Read The Scattered and the Dead (Book 1): A Post-Apocalyptic Series Online
Authors: Tim McBain,L.T. Vargus
Tags: #post-apocalyptic
And yet, he would die in his truck, not surrounded by his family but thinking of them. He could think of worse ways to go.
Baghead
Rural Oklahoma
9 years, 126 days after
Lightning lit the sky above the city. Thunderless. Silent. Flashes of white light that showed the toppled buildings, the crater pocked ground, the streets turned holes filled with rubble. Mangled steel girders splayed through shards of concrete like fingers poking up from the sand.
He’d been here before. Many times.
In his dreams, he walked among the wreckage of the dead cities, where the wind blew endlessly and no living soul stirred apart from his own. His feet trod upon the ash, upon the blackened remnants of civilization. His fingers gripped the serrated edges of asphalt to climb the heaps of them. He touched the decay, felt the pieces crumble in his hands. The snapped off buildings stood around him like he paced in a mouth full of broken teeth.
Every night he walked through memories, some real and some which never were. He walked through images of destruction, some recalled, some invented.
And he wondered what lit them. He knew that these bolts from the heavens lit the sky here, flashed their light upon the dead cities, where the buildings once stood, where the people once swarmed. But what lit these pictures in his head when he slept? What lit the pathways of our brains, burned inside of us all? He looked into the sky, into the stars, the same sky and the same stars mankind had looked into always, and he wondered. What spark, what flare, what stars or current or energy glowed inside of us to make us all go? And what for?
He woke, disoriented, flaps of canvas obscuring most of his vision. He sat up, hands scrabbling over his head to pull the slack out of the bag so the eye holes lined up correctly. It slid against his forehead with a slight tickle, and the canvas climbed out of his field of vision like a rising curtain unveiling a stage. There.
Sunlight glinted through the windshield onto the dashboard in front of him. The empty bottle rested between his feet. Of course. He was in the car he slept in, a rusted out Ford Focus with four flat tires. He didn’t think of it as home, but in some ways it was. For now, anyway. The bottle, he figured, had a hand in his confusion. He didn’t drink often.
He sat back, his chest holding inflated and rigid another moment before it sagged and let out a long slow breath.
He unzipped the zipper in the canvas bag that ran along his chin and felt his jaw. Beard hair shrouded the knobs and growths there, though he could feel the vague shapes of them as his fingers riffled through his beard. The hair was getting long. Bushy. He’d need to trim it soon. He didn’t like when it got so big that it puffed into the canvas and got caught in the zipper when he ate. He zipped it back up.

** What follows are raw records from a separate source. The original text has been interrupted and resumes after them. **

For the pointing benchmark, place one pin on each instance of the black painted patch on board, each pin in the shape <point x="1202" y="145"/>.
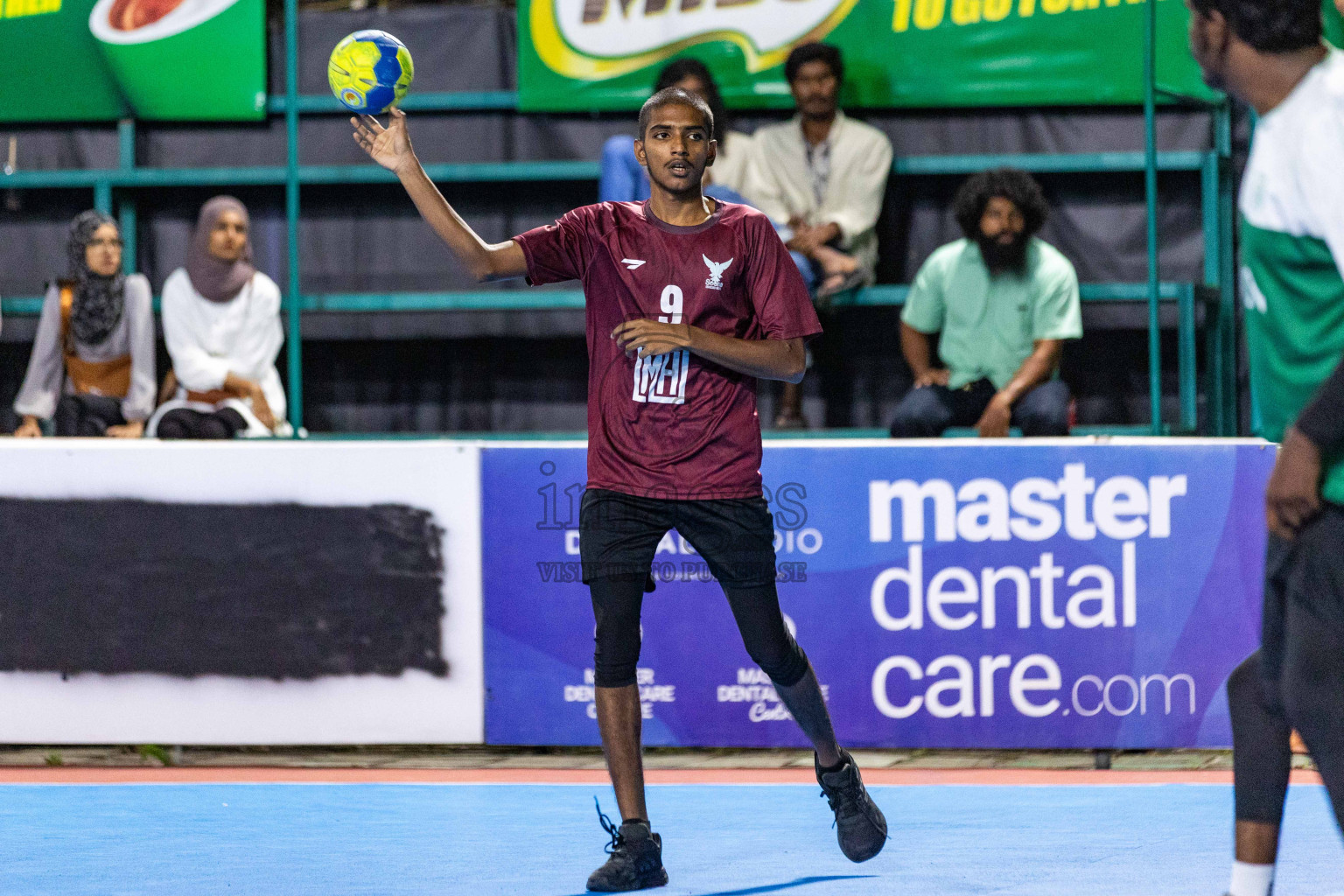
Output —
<point x="265" y="590"/>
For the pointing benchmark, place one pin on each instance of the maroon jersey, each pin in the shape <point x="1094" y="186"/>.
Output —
<point x="674" y="426"/>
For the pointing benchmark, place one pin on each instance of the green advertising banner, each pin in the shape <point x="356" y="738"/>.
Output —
<point x="605" y="54"/>
<point x="153" y="60"/>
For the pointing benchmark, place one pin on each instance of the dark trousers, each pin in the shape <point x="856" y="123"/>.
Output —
<point x="88" y="416"/>
<point x="186" y="424"/>
<point x="925" y="413"/>
<point x="1296" y="680"/>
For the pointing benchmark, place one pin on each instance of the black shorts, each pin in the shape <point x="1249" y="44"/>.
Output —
<point x="620" y="534"/>
<point x="1308" y="572"/>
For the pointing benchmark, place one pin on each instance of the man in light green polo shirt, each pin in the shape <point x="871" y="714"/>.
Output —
<point x="1004" y="303"/>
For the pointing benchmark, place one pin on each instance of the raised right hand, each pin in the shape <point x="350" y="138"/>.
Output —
<point x="390" y="147"/>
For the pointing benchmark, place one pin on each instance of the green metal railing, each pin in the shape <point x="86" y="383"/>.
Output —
<point x="116" y="188"/>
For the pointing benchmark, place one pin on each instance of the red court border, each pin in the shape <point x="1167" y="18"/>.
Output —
<point x="887" y="777"/>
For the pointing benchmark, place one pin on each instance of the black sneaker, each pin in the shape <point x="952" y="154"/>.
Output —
<point x="636" y="860"/>
<point x="860" y="826"/>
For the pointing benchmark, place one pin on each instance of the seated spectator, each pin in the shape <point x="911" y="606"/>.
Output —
<point x="624" y="178"/>
<point x="92" y="369"/>
<point x="222" y="328"/>
<point x="1004" y="303"/>
<point x="822" y="178"/>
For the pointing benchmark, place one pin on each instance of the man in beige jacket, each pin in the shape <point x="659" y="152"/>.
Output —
<point x="822" y="176"/>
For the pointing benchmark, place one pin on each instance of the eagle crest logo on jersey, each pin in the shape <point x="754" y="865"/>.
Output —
<point x="715" y="280"/>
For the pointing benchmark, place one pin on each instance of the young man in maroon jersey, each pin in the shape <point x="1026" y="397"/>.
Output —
<point x="690" y="301"/>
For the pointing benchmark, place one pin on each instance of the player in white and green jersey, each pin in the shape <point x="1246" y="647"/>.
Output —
<point x="1269" y="54"/>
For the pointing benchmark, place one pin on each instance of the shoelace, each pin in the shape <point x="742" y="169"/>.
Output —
<point x="617" y="840"/>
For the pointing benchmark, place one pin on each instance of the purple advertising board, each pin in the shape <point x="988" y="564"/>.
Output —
<point x="1051" y="594"/>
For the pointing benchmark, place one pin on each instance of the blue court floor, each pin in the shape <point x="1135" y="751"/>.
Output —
<point x="542" y="840"/>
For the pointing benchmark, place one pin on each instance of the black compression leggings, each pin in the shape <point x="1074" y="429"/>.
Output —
<point x="616" y="605"/>
<point x="1312" y="702"/>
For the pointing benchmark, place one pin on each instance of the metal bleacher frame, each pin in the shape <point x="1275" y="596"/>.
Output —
<point x="115" y="191"/>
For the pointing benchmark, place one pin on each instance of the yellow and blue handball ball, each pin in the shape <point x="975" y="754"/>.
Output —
<point x="370" y="72"/>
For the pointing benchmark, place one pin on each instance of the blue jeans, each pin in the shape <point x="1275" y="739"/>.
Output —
<point x="925" y="413"/>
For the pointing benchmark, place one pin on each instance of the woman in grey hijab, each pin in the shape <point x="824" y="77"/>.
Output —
<point x="92" y="371"/>
<point x="222" y="328"/>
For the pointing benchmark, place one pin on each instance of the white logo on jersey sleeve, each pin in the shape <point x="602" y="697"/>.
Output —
<point x="715" y="280"/>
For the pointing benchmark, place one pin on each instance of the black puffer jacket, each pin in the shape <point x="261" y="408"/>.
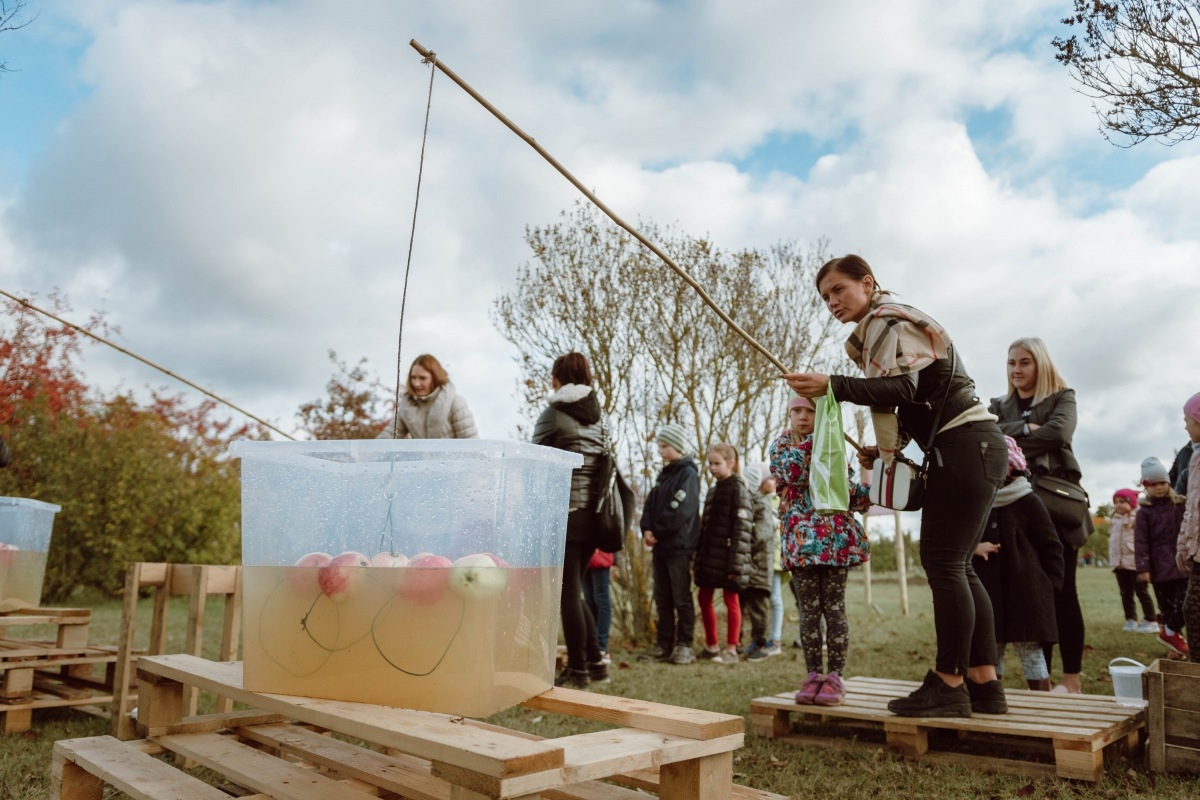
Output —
<point x="1023" y="577"/>
<point x="573" y="422"/>
<point x="726" y="536"/>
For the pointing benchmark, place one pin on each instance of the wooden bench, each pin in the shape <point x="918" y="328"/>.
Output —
<point x="1075" y="729"/>
<point x="678" y="752"/>
<point x="51" y="673"/>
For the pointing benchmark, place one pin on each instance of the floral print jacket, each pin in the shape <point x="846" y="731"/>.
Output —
<point x="807" y="537"/>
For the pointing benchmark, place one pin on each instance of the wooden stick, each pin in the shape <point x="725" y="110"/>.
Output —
<point x="430" y="56"/>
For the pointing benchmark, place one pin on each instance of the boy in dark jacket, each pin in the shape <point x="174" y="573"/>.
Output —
<point x="1155" y="535"/>
<point x="671" y="527"/>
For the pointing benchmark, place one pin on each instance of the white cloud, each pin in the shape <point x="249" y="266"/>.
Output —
<point x="237" y="191"/>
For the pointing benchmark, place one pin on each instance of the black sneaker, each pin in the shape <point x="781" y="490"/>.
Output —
<point x="658" y="653"/>
<point x="987" y="697"/>
<point x="598" y="672"/>
<point x="573" y="678"/>
<point x="934" y="698"/>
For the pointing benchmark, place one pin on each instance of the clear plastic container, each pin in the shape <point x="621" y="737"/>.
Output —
<point x="443" y="591"/>
<point x="25" y="528"/>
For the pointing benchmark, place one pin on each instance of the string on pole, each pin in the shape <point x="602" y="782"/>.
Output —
<point x="145" y="361"/>
<point x="431" y="58"/>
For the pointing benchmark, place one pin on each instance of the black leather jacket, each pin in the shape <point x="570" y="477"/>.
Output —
<point x="915" y="396"/>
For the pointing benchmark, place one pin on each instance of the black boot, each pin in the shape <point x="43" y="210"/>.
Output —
<point x="934" y="698"/>
<point x="987" y="697"/>
<point x="573" y="678"/>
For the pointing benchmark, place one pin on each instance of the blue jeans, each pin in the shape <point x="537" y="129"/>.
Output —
<point x="595" y="593"/>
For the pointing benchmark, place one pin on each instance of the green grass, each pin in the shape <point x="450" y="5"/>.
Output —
<point x="882" y="643"/>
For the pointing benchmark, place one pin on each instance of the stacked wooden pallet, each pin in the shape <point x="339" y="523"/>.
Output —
<point x="42" y="673"/>
<point x="1075" y="729"/>
<point x="279" y="749"/>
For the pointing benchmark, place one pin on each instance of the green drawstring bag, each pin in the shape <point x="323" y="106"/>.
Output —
<point x="828" y="475"/>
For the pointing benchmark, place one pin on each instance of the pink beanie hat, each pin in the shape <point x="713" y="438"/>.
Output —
<point x="1128" y="495"/>
<point x="1015" y="456"/>
<point x="1192" y="408"/>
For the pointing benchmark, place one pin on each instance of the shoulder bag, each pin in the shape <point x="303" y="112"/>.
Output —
<point x="901" y="486"/>
<point x="615" y="503"/>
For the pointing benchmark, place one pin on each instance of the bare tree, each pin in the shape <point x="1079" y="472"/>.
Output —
<point x="1141" y="59"/>
<point x="11" y="18"/>
<point x="658" y="353"/>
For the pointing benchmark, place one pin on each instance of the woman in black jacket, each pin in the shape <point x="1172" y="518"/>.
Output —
<point x="723" y="558"/>
<point x="573" y="421"/>
<point x="1039" y="413"/>
<point x="918" y="390"/>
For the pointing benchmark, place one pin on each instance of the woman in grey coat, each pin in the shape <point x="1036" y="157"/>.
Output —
<point x="431" y="408"/>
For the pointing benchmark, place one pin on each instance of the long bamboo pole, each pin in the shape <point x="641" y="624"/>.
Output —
<point x="145" y="361"/>
<point x="432" y="58"/>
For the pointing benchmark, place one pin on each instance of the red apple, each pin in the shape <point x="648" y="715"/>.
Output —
<point x="425" y="578"/>
<point x="478" y="576"/>
<point x="304" y="579"/>
<point x="341" y="577"/>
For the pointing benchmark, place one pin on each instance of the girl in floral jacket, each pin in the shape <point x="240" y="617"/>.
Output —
<point x="819" y="552"/>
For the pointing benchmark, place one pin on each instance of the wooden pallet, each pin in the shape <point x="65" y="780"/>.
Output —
<point x="673" y="751"/>
<point x="197" y="582"/>
<point x="1075" y="729"/>
<point x="51" y="673"/>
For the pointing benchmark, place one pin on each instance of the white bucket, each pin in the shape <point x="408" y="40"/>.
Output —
<point x="1127" y="683"/>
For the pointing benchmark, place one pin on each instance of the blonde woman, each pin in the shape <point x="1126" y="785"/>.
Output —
<point x="1039" y="413"/>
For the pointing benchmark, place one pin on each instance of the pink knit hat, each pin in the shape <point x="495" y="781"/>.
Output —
<point x="1192" y="408"/>
<point x="1015" y="456"/>
<point x="1128" y="495"/>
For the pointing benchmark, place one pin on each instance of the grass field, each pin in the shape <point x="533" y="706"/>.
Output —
<point x="882" y="643"/>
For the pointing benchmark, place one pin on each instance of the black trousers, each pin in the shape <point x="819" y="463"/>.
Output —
<point x="1129" y="585"/>
<point x="973" y="462"/>
<point x="672" y="600"/>
<point x="579" y="625"/>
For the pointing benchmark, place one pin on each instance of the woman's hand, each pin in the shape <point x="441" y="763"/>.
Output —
<point x="808" y="384"/>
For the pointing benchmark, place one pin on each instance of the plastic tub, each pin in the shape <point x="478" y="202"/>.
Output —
<point x="25" y="528"/>
<point x="468" y="638"/>
<point x="1127" y="681"/>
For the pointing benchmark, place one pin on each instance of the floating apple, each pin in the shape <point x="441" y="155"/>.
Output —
<point x="305" y="579"/>
<point x="341" y="577"/>
<point x="478" y="576"/>
<point x="425" y="578"/>
<point x="389" y="559"/>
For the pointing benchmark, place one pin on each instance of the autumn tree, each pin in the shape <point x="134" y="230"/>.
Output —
<point x="658" y="353"/>
<point x="1141" y="60"/>
<point x="136" y="481"/>
<point x="358" y="404"/>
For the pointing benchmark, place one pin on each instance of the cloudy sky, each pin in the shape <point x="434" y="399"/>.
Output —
<point x="233" y="182"/>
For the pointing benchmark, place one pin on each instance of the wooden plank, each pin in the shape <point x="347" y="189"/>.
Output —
<point x="126" y="769"/>
<point x="256" y="770"/>
<point x="413" y="732"/>
<point x="631" y="713"/>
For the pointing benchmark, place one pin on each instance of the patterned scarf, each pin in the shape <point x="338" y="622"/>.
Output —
<point x="895" y="340"/>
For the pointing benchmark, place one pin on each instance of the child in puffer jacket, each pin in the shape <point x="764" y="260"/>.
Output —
<point x="819" y="552"/>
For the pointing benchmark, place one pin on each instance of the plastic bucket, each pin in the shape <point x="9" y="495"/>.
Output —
<point x="1127" y="681"/>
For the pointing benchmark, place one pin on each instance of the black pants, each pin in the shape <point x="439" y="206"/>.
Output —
<point x="1171" y="595"/>
<point x="579" y="625"/>
<point x="1069" y="617"/>
<point x="1128" y="584"/>
<point x="672" y="600"/>
<point x="973" y="461"/>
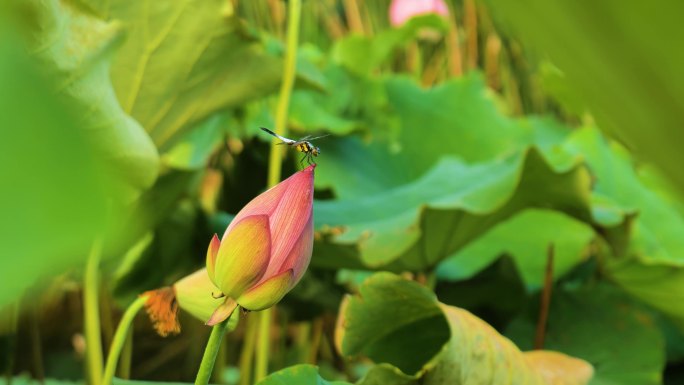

He let his neck go half limp, his chin drooping until it almost touched his chest, and his eyes crawled over the floor. Mud caked the carpet where he’d tracked it in a couple of nights ago when it rained. Flattened cigarette butts accompanied the mud, though those weren’t his. They predated his residence here.
He lifted his head, letting it lean back on the headrest, feeling the canvas scrunch and wrinkle around his neck. His mind remained fogged with sleep, but he knew he was supposed to do something today. He was meeting someone about something. Something important.
His eyes fell upon the card resting on the dash, tracing over the ominous design printed on it. He could appreciate the aesthetics of the thing even if it was meant to threaten his life.
That’s what he was supposed to remember. The Hand of Death.
Mitch
Bethel Park, Pennsylvania
43 days before
When Mitch got home from work, his wife called him out into the kitchen and told him that he would need to kill her.
“Finally,” he said, opening the fridge. “Thought you’d never ask.”
The fridge light flickered over leftover meatloaf and mashed potatoes. A bunch of almost empty condiment bottles. Nothing looked good.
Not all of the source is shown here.